Was there anything about these – was there anything consistent about these claims? Were they from some class of business that was similar? Or were they just scattered randomly?
No. They were – I mean, these were all -- the review was really old product liability cases with multi-claimants involved, things like public nuisance and food additive, which is really what's in that bucket of claims. The reserve review focused around as I said both the claim reserves as well as the recoverables.
Okay. And is there any – I can't remember if you do an A&E charges well at this point that might affect the accounting with…?
No. We will do at our annual asbestos and environmental review next quarter.
Next quarter, okay.

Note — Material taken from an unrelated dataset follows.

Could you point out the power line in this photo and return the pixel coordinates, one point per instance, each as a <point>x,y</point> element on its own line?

Thanks.
We look at fourth [ph] quarter from the first quarter.
All right. Thank you very much.
Thanks.
[Operator Instructions] We'll hear now from Meyer Shields with KBW.

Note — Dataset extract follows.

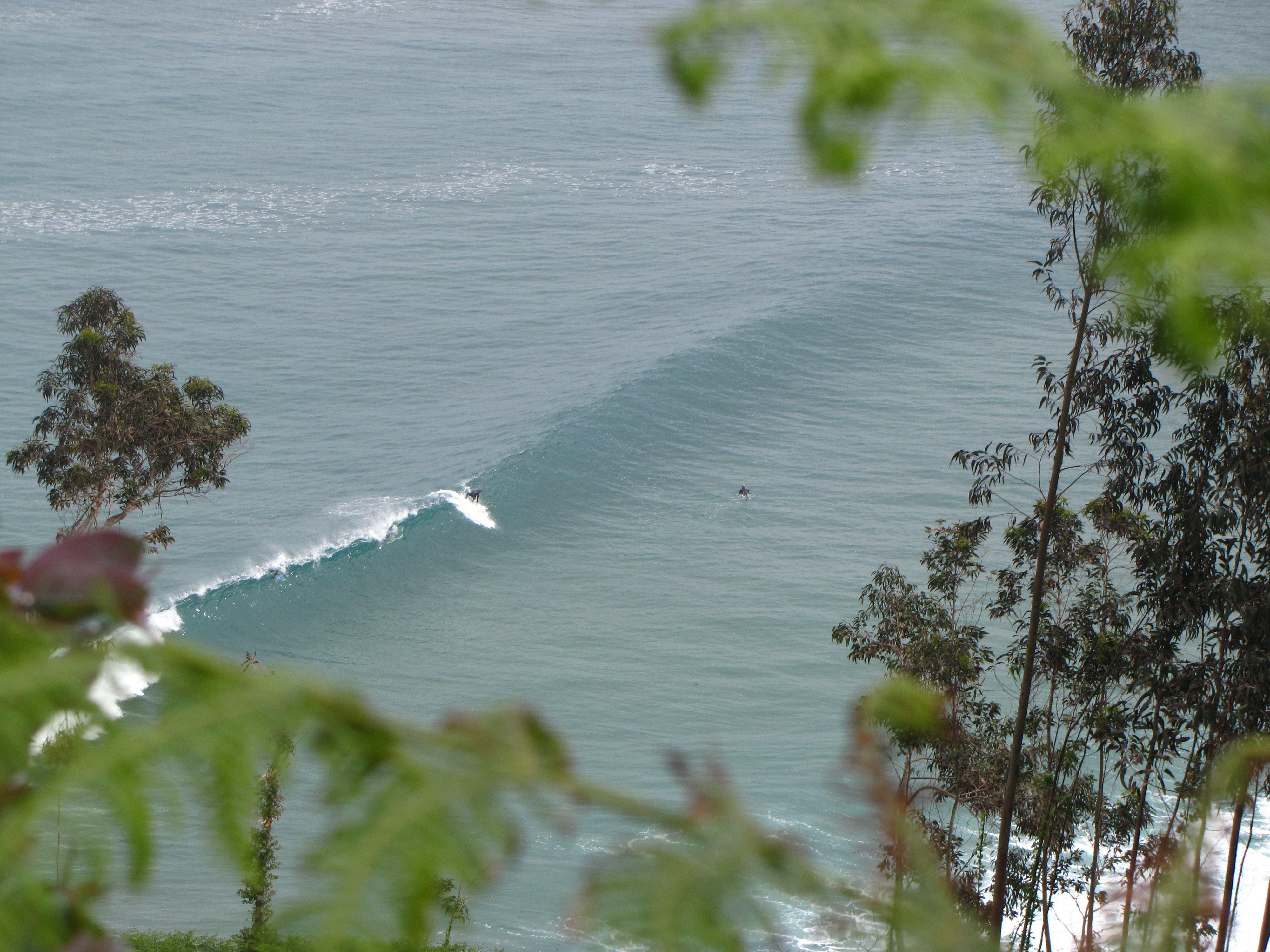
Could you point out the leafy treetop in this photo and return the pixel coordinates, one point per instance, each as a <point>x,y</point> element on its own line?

Great. Thank you very much. Good morning and thank you for all the detail you've provided loss trends. That was very helpful. Can you walk us through what you're seeing now in terms of rates and loss trends for workers' compensation?
So, I would say, it's been pretty steady. The rates in worker's comp continues to be kind of mid single digit negative. It was slightly better in the third quarter but not materially. When we look at trends, severity trends continue to be benign and stable as we mentioned last quarter, and frequency flattened comparative to what it was during the last several years which again the same as it was last quarter, so no real change quarter over quarter.

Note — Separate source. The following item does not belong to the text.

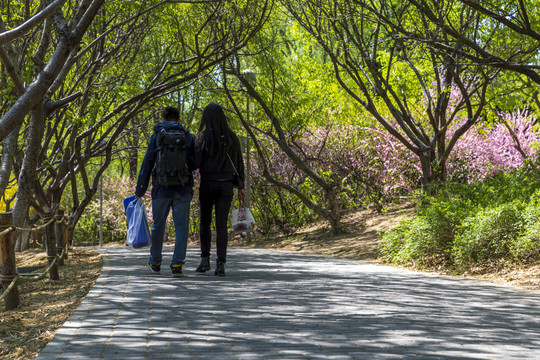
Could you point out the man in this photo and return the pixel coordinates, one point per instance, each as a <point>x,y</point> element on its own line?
<point>168,160</point>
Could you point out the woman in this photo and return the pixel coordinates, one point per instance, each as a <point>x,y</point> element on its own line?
<point>219,159</point>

Okay. Perfect. And I was hoping you could sort of outline the exposure that the Affinity book has to these worsening trends. It sounds like you're not seeing anything deteriorate. But is there exposure if the trial bar settles on sort of this E&O pocket?
Our Affinity book really is not -- I mean there's kinds of risks that are inside there are much smaller. Those are -- they tend to be in a pretty homogeneous account, but many, many small accounts and don't fall into the types of coverages where we've seen the plaintiff bar attack [ph].
And also our risk control, I mean, it's by six decades as we've indicated before, and all that makes a difference. Also it doesn't have because of the professionally at the medical costs exposures that you would see on comps, some of the auto-related umbrella. So that makes a difference given the medical undertones and some of the others, Meyer.
Okay, perfect. Thank you so much.
Thank you. And that does conclude today's question-and-answer session. I'd like to turn the conference back over to Mr. Robusto for any additional or closing remarks.
Great. Thank you very much for attending, and thanks for your questions.
Thank you. And that does conclude today's conference. Thank you all for your participation. You may now disconnect.